Yesterday I got smart.  I lay in bed in the hotel and I thought about how I could make it different, and only one word came to my mind. Generosity. I was going home, and generosity was the only way it could work.  I would have to be generous with the people here. Walk in the door prepared to love them, and only them, and be here for them and only them, and that would be totally cool except for I was sort of tired.

I took a minute, and I got smart. To give them everything that they needed, I needed to be everything that I could be when I got home. I made a plan. I drank coffee in the hotel room, and I organized all my stuff.  I made it super tidy and well sorted so that I could walk in the door to my home and let it all sit while I re-connected with these people. I planned the laundry, I put it together in one bag, I organized the stuff (wool) I was bringing home so it could wait.  I sorted my receipts. I planned the whole thing so that the whole day was as nice as it could be for every person included, and darn it, that meant me. 

I drove home. My extremely well organized self got in the car, and set a route and I took lots of space around me so that the person who arrived home wasn’t a tired crazy person who only wanted to be left alone, but an organized, fulfilled person who was delighted to see her family, and was looking forward to cleaning up their mess.  On the way home, I stopped at Niagara Falls.  I’ve been there so many times, and it never ceases to fill the part of me that needs to remember the world is amazing, beautiful and bigger than I am.  I walked up and down, contemplated the force and largess of it all, and then drove the last hour and a half home.

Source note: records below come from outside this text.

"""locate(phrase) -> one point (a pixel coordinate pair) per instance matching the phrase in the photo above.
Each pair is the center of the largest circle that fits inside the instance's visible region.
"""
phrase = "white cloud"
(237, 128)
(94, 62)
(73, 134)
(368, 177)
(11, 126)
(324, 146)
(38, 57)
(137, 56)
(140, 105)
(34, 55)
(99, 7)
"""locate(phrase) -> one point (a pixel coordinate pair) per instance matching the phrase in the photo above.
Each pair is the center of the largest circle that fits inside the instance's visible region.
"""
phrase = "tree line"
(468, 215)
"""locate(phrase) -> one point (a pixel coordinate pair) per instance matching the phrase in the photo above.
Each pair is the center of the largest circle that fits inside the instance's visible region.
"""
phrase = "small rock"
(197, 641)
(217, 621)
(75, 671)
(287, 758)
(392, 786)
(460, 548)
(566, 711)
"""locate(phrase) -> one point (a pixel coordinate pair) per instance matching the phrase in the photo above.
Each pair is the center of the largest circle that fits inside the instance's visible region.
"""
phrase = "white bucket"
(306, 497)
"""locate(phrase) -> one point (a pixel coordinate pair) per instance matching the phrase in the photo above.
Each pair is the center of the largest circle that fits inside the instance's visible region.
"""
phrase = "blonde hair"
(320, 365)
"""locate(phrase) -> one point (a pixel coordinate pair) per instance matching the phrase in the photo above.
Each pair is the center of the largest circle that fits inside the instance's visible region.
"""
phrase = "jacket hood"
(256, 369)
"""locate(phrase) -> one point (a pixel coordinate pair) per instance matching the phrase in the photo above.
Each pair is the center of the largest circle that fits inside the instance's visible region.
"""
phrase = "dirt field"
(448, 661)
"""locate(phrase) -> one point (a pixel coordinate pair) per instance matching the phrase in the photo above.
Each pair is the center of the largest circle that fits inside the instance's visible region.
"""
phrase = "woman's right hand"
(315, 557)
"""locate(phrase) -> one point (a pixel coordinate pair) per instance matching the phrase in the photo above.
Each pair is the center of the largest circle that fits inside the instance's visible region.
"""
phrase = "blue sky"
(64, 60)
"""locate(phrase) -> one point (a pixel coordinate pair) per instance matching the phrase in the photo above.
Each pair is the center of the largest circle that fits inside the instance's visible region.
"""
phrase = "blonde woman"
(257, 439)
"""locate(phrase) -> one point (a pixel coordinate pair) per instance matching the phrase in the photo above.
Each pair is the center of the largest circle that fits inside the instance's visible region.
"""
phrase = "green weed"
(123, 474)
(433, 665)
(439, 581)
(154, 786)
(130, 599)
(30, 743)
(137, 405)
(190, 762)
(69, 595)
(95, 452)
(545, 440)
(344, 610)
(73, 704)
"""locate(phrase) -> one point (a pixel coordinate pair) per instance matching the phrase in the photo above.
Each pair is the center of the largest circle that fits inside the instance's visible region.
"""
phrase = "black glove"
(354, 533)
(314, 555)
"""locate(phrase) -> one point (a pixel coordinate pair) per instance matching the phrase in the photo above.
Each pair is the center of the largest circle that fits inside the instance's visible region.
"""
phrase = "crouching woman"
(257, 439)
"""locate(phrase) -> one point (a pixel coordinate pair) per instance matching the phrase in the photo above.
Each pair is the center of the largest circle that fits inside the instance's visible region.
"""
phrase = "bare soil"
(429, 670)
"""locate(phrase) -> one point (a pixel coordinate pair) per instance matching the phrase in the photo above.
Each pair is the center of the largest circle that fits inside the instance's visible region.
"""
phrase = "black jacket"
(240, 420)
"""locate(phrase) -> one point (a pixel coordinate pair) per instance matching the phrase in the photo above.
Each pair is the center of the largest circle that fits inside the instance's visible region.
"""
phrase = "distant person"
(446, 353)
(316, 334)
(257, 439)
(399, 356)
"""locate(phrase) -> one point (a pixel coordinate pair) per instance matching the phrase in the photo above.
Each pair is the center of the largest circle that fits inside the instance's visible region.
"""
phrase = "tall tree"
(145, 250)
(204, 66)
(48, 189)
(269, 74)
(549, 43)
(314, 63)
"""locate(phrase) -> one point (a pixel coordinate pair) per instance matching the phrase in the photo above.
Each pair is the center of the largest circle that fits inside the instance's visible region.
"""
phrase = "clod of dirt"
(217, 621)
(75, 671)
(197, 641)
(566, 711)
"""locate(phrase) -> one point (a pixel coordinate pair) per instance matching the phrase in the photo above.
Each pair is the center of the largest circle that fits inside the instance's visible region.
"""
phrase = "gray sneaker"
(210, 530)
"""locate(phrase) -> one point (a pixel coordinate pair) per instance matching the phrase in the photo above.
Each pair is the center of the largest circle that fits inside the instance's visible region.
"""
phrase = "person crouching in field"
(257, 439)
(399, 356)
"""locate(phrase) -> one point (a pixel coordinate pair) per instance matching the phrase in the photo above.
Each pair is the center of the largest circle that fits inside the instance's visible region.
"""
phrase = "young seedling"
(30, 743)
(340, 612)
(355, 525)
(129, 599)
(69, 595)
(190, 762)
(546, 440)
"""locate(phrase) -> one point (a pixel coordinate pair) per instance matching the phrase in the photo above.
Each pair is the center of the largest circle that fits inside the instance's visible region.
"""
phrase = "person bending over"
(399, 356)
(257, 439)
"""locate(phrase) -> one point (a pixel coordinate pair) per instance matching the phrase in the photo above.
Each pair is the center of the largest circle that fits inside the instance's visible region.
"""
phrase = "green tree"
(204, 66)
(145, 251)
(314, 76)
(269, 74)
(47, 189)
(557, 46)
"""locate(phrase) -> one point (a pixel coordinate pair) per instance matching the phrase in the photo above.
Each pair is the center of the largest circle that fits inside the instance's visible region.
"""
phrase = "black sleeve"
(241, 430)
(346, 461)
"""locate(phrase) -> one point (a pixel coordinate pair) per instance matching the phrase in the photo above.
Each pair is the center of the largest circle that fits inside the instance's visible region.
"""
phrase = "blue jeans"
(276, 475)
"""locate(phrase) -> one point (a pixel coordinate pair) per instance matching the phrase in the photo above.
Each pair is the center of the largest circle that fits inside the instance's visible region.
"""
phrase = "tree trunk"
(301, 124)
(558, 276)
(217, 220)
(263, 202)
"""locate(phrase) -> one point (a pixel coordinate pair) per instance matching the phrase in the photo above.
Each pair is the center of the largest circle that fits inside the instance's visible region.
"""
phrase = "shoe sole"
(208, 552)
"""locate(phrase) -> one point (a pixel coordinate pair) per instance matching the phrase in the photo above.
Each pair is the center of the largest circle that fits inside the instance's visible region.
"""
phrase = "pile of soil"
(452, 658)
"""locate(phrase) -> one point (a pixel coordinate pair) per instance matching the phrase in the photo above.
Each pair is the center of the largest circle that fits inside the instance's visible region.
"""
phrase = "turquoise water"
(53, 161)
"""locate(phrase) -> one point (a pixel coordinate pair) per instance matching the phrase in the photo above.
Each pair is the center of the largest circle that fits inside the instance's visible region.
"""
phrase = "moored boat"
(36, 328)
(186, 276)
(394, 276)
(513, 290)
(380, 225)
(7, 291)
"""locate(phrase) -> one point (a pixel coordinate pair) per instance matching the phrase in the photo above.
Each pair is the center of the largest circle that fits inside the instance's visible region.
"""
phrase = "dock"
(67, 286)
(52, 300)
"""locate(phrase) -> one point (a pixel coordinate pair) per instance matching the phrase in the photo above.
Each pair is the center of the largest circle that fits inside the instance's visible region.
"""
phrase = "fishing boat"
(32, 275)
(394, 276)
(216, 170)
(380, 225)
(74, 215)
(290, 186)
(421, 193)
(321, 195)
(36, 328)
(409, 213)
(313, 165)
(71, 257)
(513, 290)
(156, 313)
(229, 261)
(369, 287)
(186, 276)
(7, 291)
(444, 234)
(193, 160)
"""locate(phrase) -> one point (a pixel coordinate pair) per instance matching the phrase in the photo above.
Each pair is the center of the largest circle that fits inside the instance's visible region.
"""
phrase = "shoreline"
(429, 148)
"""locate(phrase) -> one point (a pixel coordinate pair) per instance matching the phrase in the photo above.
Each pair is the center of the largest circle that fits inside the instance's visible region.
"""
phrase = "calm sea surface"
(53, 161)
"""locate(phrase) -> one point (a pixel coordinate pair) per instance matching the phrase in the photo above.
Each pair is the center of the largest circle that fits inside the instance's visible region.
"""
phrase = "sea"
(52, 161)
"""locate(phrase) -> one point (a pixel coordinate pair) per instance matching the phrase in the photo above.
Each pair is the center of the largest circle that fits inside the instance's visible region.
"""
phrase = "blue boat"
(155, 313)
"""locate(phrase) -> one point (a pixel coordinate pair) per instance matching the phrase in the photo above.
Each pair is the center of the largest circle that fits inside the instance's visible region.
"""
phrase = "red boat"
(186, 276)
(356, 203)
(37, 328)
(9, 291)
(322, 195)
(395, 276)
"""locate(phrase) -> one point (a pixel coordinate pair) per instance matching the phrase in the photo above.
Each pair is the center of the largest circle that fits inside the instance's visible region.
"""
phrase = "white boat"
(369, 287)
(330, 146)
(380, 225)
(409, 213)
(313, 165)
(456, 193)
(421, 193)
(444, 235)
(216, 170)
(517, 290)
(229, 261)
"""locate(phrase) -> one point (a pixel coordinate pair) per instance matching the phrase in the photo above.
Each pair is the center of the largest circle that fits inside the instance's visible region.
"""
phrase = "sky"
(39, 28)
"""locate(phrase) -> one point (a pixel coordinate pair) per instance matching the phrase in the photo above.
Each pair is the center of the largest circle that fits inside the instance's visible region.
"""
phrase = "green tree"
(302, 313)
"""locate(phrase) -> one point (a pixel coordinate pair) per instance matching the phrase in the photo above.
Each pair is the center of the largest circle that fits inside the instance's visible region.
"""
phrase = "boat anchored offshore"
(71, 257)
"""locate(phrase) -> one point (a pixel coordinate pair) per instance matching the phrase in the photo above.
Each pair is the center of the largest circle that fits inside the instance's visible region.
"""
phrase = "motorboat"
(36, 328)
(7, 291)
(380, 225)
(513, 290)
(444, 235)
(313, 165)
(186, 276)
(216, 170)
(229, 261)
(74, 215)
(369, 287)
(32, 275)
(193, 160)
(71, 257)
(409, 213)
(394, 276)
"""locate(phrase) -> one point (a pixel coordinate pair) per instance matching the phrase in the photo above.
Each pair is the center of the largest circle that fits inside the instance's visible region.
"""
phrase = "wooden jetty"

The difference was amazing.  It would seem that this time, I learned what it was to arrive home with a generous, full cup, prepared to do nothing but give to my family – and wonder of wonder, I arrived home to a husband and family who had decided the same thing.  The house was clean. Joe had taken the day off.  He had a dinner plan.
I arrived, we unpacked together, we did laundry together, and I went for a run while Joe checked in with work, and then I made dinner while he tidied up loose ends. Then he cleaned up the kitchen while I visited with the relevant kids and sent the emails I needed to, and then we had an evening together while I knit and he drafted schematics.  (I still don’t know what that is, but it seems to be his version of knitting.)

I think that after years of trying, we might have nailed re-entry.